Respirei fundo e peguei a tesoura. Só consegui diminuir um pouco meus batimentos cardíacos. Sentia-me muito ansioso. A realização de um objetivo tão minuciosamente arquitetado e perseverantemente construído é um momento único. Queria desfrutá-lo ao máximo. Portanto, me permiti aquela excitação.

Sorri quando tirei a encomenda daquele mar de plástico com bolinhas. Eu as estouraria quando estivesse contemplando minha obra. Fui até o quarto. Coloquei a peça que faltava, a qual acabara de receber, no mecanismo caseiro que criara há cerca de um ano. Fechei a porta e a tranquei.
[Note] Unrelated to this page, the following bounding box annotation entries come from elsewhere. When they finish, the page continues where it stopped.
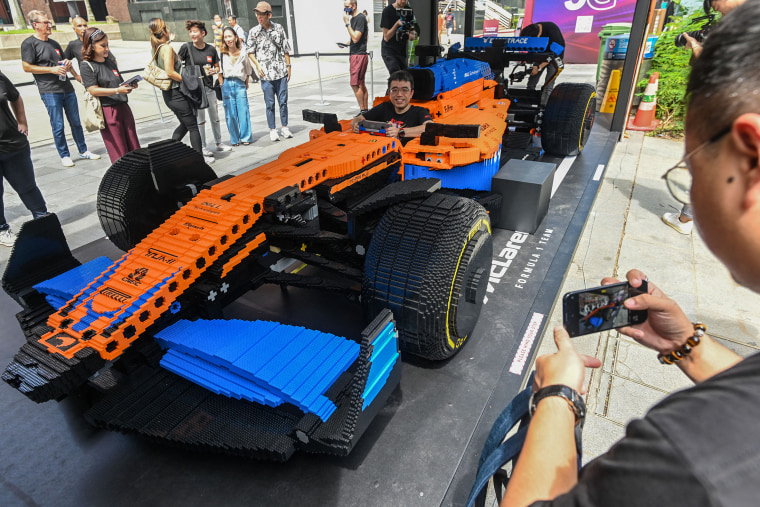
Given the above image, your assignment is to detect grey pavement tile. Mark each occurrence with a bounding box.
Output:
[607,375,668,424]
[613,338,691,392]
[581,415,625,465]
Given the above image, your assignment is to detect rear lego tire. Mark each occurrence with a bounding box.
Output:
[362,194,493,360]
[541,83,596,157]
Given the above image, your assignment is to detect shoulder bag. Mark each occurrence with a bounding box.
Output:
[179,42,208,109]
[214,54,224,100]
[143,44,172,91]
[82,60,106,132]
Se alguém estivesse do lado de fora, ouviria os estalos das bolinhas. Porém, em breve, provavelmente por volta das 19 horas e 15 minutos, não somente os vizinhos, mas toda a vizinhança das ruas ao redor ouviria um barulho estrondoso.

Foi o que aconteceu exatamente às 19:13h. Os moradores do prédio se encontravam no apartamento do síndico, inclusive aquele que seria o novo inquilino de Dona Clotilde. Na reunião de condomínio, a explosão foi ouvida. Olhos arregalados dos vizinhos em direção ao alto, ao segundo andar. O apartamento onde Cleiton morava foi destruído quando a bomba construída por ele detonou. Ele também havia feito um caixão, onde seu corpo fora encontrado quando os bombeiros tiveram acesso ao quarto em que se trancara.

Foi retirado um bilhete dentro de uma minúscula cápsula flexível de alumínio na arcada dentária de Cleiton quando a perícia analisou o corpo dentro do caixão chamuscado. Nele estava escrito:

"Encontrei o meu novo lar. Eu o construí. Meu amor, te aguardo para morar aqui comigo, neste nosso novo ninho. Não demore muito. Aqui jaz o novo inquilino desta morada."